その後、リオはサラのスリングを借りて手ほどきを受ける事になった。
「これ手作り?」
「はい」
「すごいね」
「別にすごくはないです。必要に迫られて作っただけです。実際、職人が作ったものの方がずっと飛距離も命中率もいいですよ」
「じゃあ、何でこれを使ってるの?」
「私に関して言えばこのスリングが一番扱いやすいからです。長年使っていますし、愛着もあります」
「そうなんだ」
サラはスリングを自作することになった事を思い出していた。
ナナルの特訓でろくな装備も与えられず、どこともわからない森へ放りこまれた事があった。
食料もなく、獲物を狩るために数少ない所持品から文字通り必死になって作った相棒である。
作り方はナナルに前もって教わっていたが、狙った場所へ飛ぶようになるまで何度もトライアンドエラーを繰り返した。
このスリングのお陰で食料確保する事ができ、ナナルの特訓を乗り切ったのである。
(……あー、辛かったこと思い出したわ。……あれ?このスリングって、何を材料に作ったんだったかしら?)
「サラ?」
「あ、すみません、ちょっと昔の事を思い出してしまって」
「そうなんだ」
「では、始めましょうか」
「うん」
結論からいえばリオは全く上手くならなかった。
「リオ、人には向き不向きがあります。スリングは諦めませんか?」
「うーん、もう少しでコツを掴めそうなんだけど」
「そうですか?」
サラの見たところでは、そんな様子は全く見られなかった。
何度注意しても同じミスをするし、弾は全く見当違いの方へ飛んでいく。
弾は武器屋で購入したものでタダではない。
「私にはとてもそうは見えませんが?」
「ぐふ。弾ではなく匙を投げたか」
「上手いこと言ったつもりですか!」
「ぐふ。そのスリングはお前に調整されているのだ。他の者には扱いづらいのではないか?」
「確かにそれはあるかもしれませんね。私の癖がついているのかもしれません」
(無駄使いになるかもしれないと私のスリングを使いましたが、逆にお金を使った方が元を取るために必死になるかもしれないわね)

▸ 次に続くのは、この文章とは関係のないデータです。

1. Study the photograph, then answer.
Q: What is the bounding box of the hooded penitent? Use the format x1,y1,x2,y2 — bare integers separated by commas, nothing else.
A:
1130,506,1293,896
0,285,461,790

サラはそう思ったもののリオが必死になっている姿は全く想像できなかった。
「リオ、私のスリングを使っていて何か感じる事はないですか?例えば思った方と違う方へ飛ぶとか」
「うん、いつも思った方向に飛ばないよ」
「……そうでしたね」
(私の癖以前の問題だったね)
更に練習しているところに雨がポツポツと降り始めた。
「リオ、ここまでにしてそろそろ出発しませんか?」
「わかった」
以降、リオはスリングの事をすっかり忘れてしまったようで手解きを受けたいと言ってこなかった。